# Poultice boots which are the best??



## jen1 (20 January 2008)

The horse next door recently had to have a poultice. I had to do him a couple of days and it was a nightmare getting the boot off. He had an Equi boot with the metal clip at the front and 2 wires running to the side of the boot, the clip was a nightmare to undo, had to leaver it with a hoofpick in the end, and getting the damn thing off took ages, also as he wanted to keep putting his leg down. The owner had used the canvas bag type first but the horse managed to get that off during the night.

Also had to take a rubber Davis boot off a pony a few times last year and that was a struggle, finally got the knack but as she had arthritis she also didn't want her leg up for too long.

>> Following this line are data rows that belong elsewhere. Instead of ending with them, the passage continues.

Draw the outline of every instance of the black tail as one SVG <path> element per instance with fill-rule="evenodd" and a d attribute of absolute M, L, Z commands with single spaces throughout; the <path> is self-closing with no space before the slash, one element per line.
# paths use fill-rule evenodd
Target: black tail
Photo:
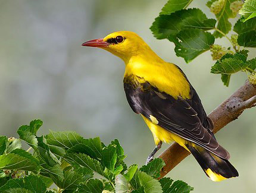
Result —
<path fill-rule="evenodd" d="M 202 147 L 186 145 L 205 174 L 213 181 L 238 176 L 238 172 L 227 160 L 220 158 Z"/>

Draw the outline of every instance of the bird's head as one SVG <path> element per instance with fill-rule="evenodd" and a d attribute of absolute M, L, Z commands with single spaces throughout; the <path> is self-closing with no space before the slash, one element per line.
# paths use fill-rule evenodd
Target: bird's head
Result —
<path fill-rule="evenodd" d="M 128 31 L 114 32 L 103 39 L 88 41 L 82 45 L 104 49 L 121 58 L 126 62 L 133 56 L 151 50 L 141 37 Z"/>

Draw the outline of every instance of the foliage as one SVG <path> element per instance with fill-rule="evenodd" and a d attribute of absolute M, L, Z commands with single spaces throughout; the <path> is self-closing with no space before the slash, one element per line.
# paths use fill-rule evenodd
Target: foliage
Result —
<path fill-rule="evenodd" d="M 239 71 L 245 72 L 251 83 L 255 84 L 256 58 L 248 59 L 249 50 L 241 47 L 256 48 L 256 1 L 210 0 L 206 5 L 216 18 L 208 18 L 199 8 L 187 8 L 192 1 L 168 1 L 150 27 L 154 36 L 173 42 L 176 55 L 187 63 L 210 50 L 213 60 L 217 60 L 211 72 L 220 74 L 226 86 L 231 74 Z M 232 29 L 229 20 L 236 18 L 238 13 L 242 16 L 229 37 Z M 230 47 L 214 44 L 217 38 L 227 39 Z"/>
<path fill-rule="evenodd" d="M 185 182 L 160 177 L 164 166 L 155 159 L 127 168 L 117 140 L 105 145 L 74 131 L 36 134 L 43 122 L 34 120 L 18 129 L 19 139 L 0 136 L 1 192 L 189 192 Z M 25 151 L 21 141 L 30 146 Z M 29 153 L 33 149 L 33 154 Z M 96 176 L 94 176 L 96 175 Z M 95 179 L 93 178 L 100 178 Z M 57 188 L 55 188 L 57 187 Z"/>

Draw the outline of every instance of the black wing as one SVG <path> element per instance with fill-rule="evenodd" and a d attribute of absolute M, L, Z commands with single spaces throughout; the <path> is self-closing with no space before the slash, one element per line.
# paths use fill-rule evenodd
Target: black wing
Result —
<path fill-rule="evenodd" d="M 211 131 L 213 124 L 207 117 L 201 100 L 191 86 L 191 99 L 181 97 L 175 99 L 160 92 L 149 83 L 138 84 L 124 80 L 126 97 L 135 112 L 150 120 L 150 115 L 158 121 L 158 125 L 201 146 L 218 156 L 228 159 L 229 153 L 220 146 Z"/>

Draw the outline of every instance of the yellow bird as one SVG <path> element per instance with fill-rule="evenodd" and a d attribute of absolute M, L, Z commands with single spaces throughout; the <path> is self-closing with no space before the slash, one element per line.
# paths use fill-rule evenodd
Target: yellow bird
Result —
<path fill-rule="evenodd" d="M 147 163 L 163 141 L 176 141 L 192 154 L 211 180 L 238 176 L 227 160 L 229 153 L 212 132 L 213 123 L 198 95 L 180 68 L 164 61 L 132 31 L 114 32 L 82 46 L 104 49 L 124 61 L 128 103 L 144 119 L 156 145 Z"/>

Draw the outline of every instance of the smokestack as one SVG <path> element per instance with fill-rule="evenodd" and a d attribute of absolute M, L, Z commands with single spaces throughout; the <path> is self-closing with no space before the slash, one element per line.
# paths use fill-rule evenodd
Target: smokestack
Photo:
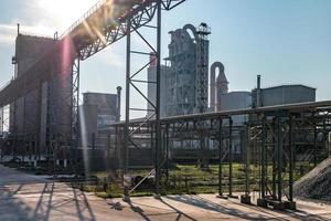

Anyway I thought maybe I should add one to my first-aid box and just wanted to see if any are easier to get on and off than others and also as my horse has huge feet I don't think I will be able to borrow one from anyone on the  yard!!


----------



## Sprout (20 January 2008)

I am using a Davis boot at the moment, and although it is quite a stuggle to get it off, I really do think it is brilliant, and worth the money.


----------



## carthorse (20 January 2008)

I used to use the equiboot but now just use good quality duct tape over a diposable nappy.


----------



## YorkshireLass (20 January 2008)

Gaffa tape over a napp... the ultimat lotech solution!


----------



## cyearsley (20 January 2008)

Having battled with two Equi-boots this afternoon have decided to stick to nappy and tape for tomorrow (oh with a bit of Dengie bag to waterproof it for the field)! Sometimes the cheap and cheerful way is the easiest!


----------



## Happy2Hack (20 January 2008)

I use a piece of shavings bag held on with bandage tape!


----------



## jen1 (20 January 2008)

I am liking the cheap solutions!! Although the horse with the equiboot got the gaffer tape jobbie of too that's why he ended up with the boot!


----------



## Morgan123 (21 January 2008)

hiya, try using a 'hoof eeze' boot! They're unbelievable! lightweight, comfy, don't rub, not too expensive (about £35+). they're made of neoprene aorund the fetlock, so v soft, and with a sturdy rubber bottom. very easy to get on and off, but also very secure. they won 'best poutlice boot' in your horse 2006 but for some reaosn only one lady in Wales sells them - however she's great and will send them for next day delivery if you need them (she just sent me one for my crazy gelding who won't have duct tape anywhere near him). website is 
www.equinepodiatrysupplies.co.uk
or email equinepodiatrysupplies@yahoo.co.uk
i can't recommend them enough! My 87 year old friend has one which she's had for ages, she raves about them, hers is in perfect condition even tho it's old!
also, i've found old macs pretty good though they do rub more than the hoof eeze ones. 
good luck anyway!


----------



## WendyB (21 January 2008)

Hi, I used to be in the nappy and tape camp until I discovered the hoofeeze.  Poulticing is so much easier and quicker now! I've even turned him out in it, although when he went kicking his heels up round the field it did come off.  I'd definitely recommend it though.


----------